百済、新羅と異なり伽耶はなじみがないかもしれません。教科書的な説明では、三国時代に朝鮮半島の南、現在の慶尚道一帯に栄えていた、百済にも新羅にも属していなかった小国家群ということになります。慶州と釜山の間、半島中央寄りのところです。文化や言語によって三韓(馬韓、辰韓、弁韓)に分けられた朝鮮半島は、その後馬韓は百済に、辰韓は新羅にとそれぞれ一つの強大国家にまとまったものの、弁韓だけは統一されず小国群として留まったそうです。小国群の中でも「金官伽耶」と「大伽耶」という2つの大きな勢力が現れ、金官伽耶は高句麗や新羅の圧迫を受け衰退し532年に新羅に従属します。その後、大伽耶が小国群の中心となったものの、強大な勢力となった新羅と百済の間に位置していた伽耶は徐々に両国に力を奪われ、562年に大伽耶が新羅に取り込まれ伽耶は滅亡したのです。高霊の池山洞にある主山には王族など支配層の古墳が700基余りあり、古墳からは金銅冠や首飾りなどの副葬品や殉葬者の骨が発掘され、埋葬者が身分の高い支配層であったと推定されています。倭との交流を示す遺物が発掘された古墳から出土していますが、前出、朴さんは、大伽耶の衰退と滅亡の一つの要因となったのが倭との交易が途絶したこと(南海岸の制海権と交易港を百済に奪われる)と述べています。また、北陸地方の古墳からは大伽耶様式の土器が多数出土しているとの指摘もあります。実に興味深いですね。是非、「伽耶と倭}お読みいただければと思います。

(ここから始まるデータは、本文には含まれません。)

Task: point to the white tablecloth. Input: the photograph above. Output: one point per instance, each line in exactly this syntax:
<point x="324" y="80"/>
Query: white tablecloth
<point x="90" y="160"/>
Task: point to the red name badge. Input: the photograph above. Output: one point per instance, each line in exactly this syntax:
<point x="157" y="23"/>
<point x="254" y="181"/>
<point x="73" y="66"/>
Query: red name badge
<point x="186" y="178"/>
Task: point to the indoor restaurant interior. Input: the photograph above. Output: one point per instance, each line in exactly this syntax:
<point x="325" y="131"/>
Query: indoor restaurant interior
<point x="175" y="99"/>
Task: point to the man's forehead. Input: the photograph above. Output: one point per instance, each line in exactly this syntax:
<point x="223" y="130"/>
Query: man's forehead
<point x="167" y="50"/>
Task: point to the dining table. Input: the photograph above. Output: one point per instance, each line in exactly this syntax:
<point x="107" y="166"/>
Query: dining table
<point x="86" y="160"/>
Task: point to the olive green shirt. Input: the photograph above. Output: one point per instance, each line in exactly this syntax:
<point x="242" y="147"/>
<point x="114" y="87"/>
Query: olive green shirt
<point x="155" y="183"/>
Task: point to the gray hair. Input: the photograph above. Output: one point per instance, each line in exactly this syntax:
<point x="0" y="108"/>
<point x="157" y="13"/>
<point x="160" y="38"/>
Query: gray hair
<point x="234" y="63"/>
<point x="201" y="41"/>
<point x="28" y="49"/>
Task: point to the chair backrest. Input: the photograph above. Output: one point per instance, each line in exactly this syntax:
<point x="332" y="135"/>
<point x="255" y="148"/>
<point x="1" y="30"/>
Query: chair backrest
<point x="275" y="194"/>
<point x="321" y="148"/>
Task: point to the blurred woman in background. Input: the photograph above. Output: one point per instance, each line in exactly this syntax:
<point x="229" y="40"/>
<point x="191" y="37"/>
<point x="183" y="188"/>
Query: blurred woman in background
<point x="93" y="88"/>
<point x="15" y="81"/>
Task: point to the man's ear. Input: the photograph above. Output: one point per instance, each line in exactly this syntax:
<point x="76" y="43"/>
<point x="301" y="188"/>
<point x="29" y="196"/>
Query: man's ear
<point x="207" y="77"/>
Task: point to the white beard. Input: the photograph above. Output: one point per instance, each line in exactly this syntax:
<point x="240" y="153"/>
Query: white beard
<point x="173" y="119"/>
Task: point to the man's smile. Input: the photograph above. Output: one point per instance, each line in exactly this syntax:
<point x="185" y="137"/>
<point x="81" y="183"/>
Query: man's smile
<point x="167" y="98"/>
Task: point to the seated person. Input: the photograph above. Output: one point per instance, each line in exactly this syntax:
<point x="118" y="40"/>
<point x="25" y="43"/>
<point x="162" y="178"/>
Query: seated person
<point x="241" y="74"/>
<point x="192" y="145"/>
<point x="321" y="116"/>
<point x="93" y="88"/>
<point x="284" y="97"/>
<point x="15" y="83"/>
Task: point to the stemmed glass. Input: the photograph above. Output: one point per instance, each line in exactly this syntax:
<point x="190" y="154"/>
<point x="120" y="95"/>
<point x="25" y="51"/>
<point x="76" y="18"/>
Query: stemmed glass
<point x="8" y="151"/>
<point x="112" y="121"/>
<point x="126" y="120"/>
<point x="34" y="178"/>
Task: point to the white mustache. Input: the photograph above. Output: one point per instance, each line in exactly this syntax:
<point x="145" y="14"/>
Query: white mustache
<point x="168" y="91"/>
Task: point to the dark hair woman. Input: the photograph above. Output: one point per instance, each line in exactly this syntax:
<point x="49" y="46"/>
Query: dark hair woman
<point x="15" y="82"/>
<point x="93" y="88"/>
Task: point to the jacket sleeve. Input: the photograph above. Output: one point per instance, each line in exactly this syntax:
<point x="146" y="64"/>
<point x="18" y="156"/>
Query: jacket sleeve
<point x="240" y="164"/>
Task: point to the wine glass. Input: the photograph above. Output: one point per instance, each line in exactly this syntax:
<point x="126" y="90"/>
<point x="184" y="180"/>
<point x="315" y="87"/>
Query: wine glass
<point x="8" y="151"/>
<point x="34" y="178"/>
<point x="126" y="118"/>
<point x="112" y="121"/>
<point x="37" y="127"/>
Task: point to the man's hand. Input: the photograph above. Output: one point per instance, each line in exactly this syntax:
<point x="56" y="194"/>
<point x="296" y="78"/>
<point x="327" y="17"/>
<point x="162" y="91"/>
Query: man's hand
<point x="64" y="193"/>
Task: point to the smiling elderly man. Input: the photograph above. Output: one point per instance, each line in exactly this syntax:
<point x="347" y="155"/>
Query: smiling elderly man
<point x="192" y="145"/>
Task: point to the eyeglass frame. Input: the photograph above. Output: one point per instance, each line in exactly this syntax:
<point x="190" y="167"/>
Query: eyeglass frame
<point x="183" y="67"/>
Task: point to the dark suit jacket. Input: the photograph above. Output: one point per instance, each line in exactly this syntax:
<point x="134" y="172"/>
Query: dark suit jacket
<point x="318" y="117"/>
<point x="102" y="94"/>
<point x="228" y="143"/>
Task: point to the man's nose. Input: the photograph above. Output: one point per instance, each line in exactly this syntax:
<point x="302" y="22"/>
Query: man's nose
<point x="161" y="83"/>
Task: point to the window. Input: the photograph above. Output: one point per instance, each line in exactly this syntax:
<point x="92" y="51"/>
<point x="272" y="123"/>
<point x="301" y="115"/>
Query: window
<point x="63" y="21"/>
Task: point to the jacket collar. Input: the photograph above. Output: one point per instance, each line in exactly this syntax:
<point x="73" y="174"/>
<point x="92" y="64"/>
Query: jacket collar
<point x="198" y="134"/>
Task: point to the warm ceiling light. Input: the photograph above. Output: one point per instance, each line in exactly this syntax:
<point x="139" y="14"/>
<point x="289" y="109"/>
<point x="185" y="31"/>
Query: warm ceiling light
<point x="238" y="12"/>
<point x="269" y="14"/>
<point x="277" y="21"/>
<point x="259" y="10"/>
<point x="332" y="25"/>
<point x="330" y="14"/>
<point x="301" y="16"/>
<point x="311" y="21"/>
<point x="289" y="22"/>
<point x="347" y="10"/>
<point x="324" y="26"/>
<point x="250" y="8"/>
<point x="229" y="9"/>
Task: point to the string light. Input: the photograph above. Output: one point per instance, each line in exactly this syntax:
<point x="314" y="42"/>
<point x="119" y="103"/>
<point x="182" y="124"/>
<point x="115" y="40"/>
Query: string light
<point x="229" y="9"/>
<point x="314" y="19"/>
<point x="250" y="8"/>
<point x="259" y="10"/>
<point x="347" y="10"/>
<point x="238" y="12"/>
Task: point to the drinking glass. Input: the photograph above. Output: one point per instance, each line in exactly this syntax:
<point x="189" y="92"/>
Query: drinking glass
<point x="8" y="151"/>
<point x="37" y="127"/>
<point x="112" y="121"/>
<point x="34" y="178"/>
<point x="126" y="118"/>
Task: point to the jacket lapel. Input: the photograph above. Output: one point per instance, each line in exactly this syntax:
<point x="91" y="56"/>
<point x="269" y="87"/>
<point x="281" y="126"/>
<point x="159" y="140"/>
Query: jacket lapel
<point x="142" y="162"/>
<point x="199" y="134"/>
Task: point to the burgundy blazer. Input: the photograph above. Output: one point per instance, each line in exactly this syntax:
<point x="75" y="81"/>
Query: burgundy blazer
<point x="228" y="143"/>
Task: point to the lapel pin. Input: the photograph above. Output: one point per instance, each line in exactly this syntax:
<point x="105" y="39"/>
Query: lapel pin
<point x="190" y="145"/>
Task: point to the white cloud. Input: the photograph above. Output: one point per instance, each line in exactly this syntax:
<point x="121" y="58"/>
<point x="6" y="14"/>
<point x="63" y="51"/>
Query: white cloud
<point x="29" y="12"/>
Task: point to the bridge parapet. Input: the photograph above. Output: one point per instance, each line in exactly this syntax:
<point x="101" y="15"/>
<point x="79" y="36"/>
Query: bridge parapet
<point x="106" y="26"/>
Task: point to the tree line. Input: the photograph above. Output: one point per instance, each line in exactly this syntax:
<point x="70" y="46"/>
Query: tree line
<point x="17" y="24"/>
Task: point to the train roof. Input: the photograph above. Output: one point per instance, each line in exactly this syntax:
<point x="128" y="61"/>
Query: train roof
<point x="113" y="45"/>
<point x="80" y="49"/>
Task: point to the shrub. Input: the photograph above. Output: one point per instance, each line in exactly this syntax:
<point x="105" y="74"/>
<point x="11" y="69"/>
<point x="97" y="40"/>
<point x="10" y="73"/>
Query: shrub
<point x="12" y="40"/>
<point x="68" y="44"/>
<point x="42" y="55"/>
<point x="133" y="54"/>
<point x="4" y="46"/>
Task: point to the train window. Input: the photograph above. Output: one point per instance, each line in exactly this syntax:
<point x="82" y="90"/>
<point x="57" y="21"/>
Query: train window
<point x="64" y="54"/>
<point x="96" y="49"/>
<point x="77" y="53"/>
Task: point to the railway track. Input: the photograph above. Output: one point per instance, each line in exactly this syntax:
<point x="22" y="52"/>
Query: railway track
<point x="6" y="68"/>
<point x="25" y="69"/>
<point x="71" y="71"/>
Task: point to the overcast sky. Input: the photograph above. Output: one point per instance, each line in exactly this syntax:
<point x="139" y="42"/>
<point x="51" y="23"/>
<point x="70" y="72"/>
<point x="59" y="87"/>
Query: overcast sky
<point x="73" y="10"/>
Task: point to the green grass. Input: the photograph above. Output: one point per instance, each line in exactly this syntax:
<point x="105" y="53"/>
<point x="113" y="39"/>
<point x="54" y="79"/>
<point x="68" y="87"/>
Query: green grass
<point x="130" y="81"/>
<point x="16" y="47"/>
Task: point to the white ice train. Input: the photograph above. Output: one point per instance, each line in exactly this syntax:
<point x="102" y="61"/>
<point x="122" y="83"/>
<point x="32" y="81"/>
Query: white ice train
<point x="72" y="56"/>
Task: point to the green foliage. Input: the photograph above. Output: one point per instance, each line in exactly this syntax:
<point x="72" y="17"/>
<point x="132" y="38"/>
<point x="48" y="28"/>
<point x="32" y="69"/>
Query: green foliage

復元された44号墳の展示施設は、動画3でわかるように非常にリアルに石槨内部が再現されていて驚きました。それにしても殉死した人々の中には子供を抱えた男性、二人の少女などもおり複雑な気分になりました。大伽耶博物館には日本人スタッフもいて、王領展示館を含め丁寧に案内していただきました。44号墳は動画で確認できるように墳丘自体が少々外れたところにあり特別な扱いを受けた墓という印象を持ちました。肝心の古墳群はかなり急な登坂なので、時間にゆとりをもって計画されたほうがよいと思います。博物館からゆっくり歩くと往復で2時間ぐらいでしょうか。現地には慶州からタクシーをチャーターしてむかいました。といっても慶州を含めた一日の借り上げだったので高くはありませんでした。朝9時半発、現地博物館に11時着でした(撮影2016年7月27日)。